A beginner’s attempt . . .
There are many ways to make static graphs in Python — such as with the use of Matplotlib, Pandas, and Seaborn, to name a few. And I think it is safe to say that successfully making a static graph is one crucial tool for a beginner data scientist to have in their toolbox.
After feeling pretty confident in my static graph-making, I stumbled across a graph that takes the art of graph-making to a whole other level — that being the animated graph. I can admit that I am a sucker for animated visuals, and likewise, find animated graphs both mesmerizing and impactful. Something about seeing the plot ‘grow’ on its own, and doing all the visual work for the reader. I also find that it really emphasizes the point that the creator is making. As a new student of data science, my curiosity was piqued on how to create such a graph.
Is it pure magic or is it fairly simple? (in hindsight, I can positively say that it requires a bit of both) I took to the internet to obtain guidance and opened up my Jupyter notebook to give it a test. Below you will find my process, results and takeaways.
To start, I used a data set that I found on Kaggle that was originally published on Github from CNN. It is a data set on school shootings in the US over the last 10 years. For this exercise, I just wanted to look at the year and number of incidents per year.
I first read the CSV data using Pandas and cleaned up the data to create a data frame consisting of two columns, year and total # of shootings from that year.
Next, I imported the necessary libraries to create my graph and animation:
import matplotlib.pyplot as plt
import matplotlib.animation as animation
import seaborn as sns
I used matplotlib and Seaborn for the plotting, and the animation tools that I used centered around the
matplotlib.animation.Animation class. This class provides a framework around which the animation functionality is built. One of the main tools within this framework is
FuncAnimation, which is what I used to create my animation. I also called
%matplotlib notebook, this way I could see the animation work immediately in my notebook.
After coding in my figure and subplot details as usual for a static graph, I defined my
#select data rangedef animate(i):
data = df.iloc[:int(i+1)]
graph = sns.barplot(y=data['total shootings'], x=data.index, data=data, color="blue")

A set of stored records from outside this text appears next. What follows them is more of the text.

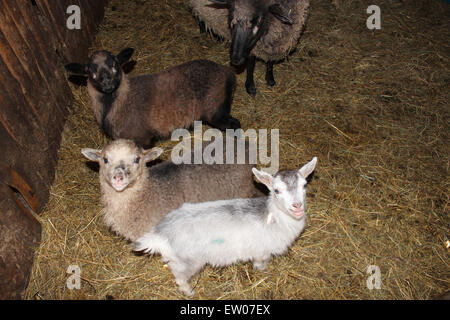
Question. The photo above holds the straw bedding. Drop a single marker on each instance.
(371, 105)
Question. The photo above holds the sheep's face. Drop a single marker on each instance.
(121, 162)
(246, 19)
(248, 23)
(288, 188)
(104, 69)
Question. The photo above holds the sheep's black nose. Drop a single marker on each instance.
(237, 61)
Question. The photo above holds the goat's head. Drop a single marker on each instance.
(288, 188)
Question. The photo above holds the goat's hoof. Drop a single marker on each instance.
(234, 123)
(186, 289)
(251, 89)
(271, 82)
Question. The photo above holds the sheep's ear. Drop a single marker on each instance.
(92, 154)
(77, 68)
(308, 168)
(125, 55)
(152, 154)
(263, 177)
(278, 13)
(221, 2)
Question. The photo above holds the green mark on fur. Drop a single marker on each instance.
(218, 241)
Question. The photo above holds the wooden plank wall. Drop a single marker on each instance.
(35, 44)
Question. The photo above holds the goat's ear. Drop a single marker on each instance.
(308, 168)
(125, 55)
(278, 13)
(221, 2)
(77, 68)
(152, 154)
(92, 154)
(263, 177)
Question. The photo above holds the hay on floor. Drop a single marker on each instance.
(372, 105)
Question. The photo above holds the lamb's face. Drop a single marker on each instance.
(122, 163)
(104, 71)
(249, 21)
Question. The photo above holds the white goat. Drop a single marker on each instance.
(224, 232)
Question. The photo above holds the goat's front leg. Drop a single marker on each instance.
(269, 74)
(250, 83)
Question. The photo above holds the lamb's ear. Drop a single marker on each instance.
(263, 177)
(152, 154)
(77, 68)
(221, 2)
(125, 55)
(278, 13)
(92, 154)
(308, 168)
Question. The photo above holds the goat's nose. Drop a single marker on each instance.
(297, 205)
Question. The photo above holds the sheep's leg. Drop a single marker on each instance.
(223, 120)
(260, 264)
(269, 74)
(182, 273)
(250, 83)
(202, 26)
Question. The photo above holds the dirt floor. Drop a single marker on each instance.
(372, 105)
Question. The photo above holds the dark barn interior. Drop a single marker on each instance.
(372, 105)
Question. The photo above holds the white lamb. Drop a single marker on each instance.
(224, 232)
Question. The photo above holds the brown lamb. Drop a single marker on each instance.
(151, 106)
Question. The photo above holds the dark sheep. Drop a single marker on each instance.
(265, 29)
(151, 106)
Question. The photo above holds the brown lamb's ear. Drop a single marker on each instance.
(152, 154)
(221, 2)
(278, 13)
(77, 68)
(92, 154)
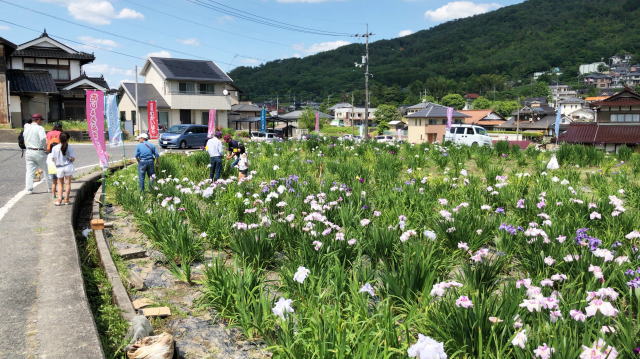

If you think about an animation as a series of frames — the most important piece of the animation code is the animate function which defines what to reference in each frame. Therefore, in the above function, i represents the index to select the range of data that should be visible in each frame. In the code following that, I used a Seaborn barplot to plot the data selection. This is one frame.
Finally, to run the animation, I called the function
matplotlib.animation.FuncAnimation. And within the function, I included my figure to update with each frame, my previously defined animate function, the amount of frames that the animation should contain (how many times animate(i) is being called) and set the interval level to control the speed between frames.
ani = matplotlib.animation.FuncAnimation(fig, animate, frames=len(data.index),interval=700,repeat=True)
And here I had my animated graph (recorded in QuickTime) :
Takeaways and further learning to do
While I succeeded in creating a basic animation — there are numerous areas for improvement and to delve into next. For one, figuring out a way to save the MP4 through my notebook. I ended up recording it through QuickTime but it would have been much easier to write a line of code in my notebook to save the mp4.
My graph also needs a couple aesthetic improvements to be on par with the animations out there that I admire. I need to work on slowing down the animation and look into making it run ‘smoother’ overall.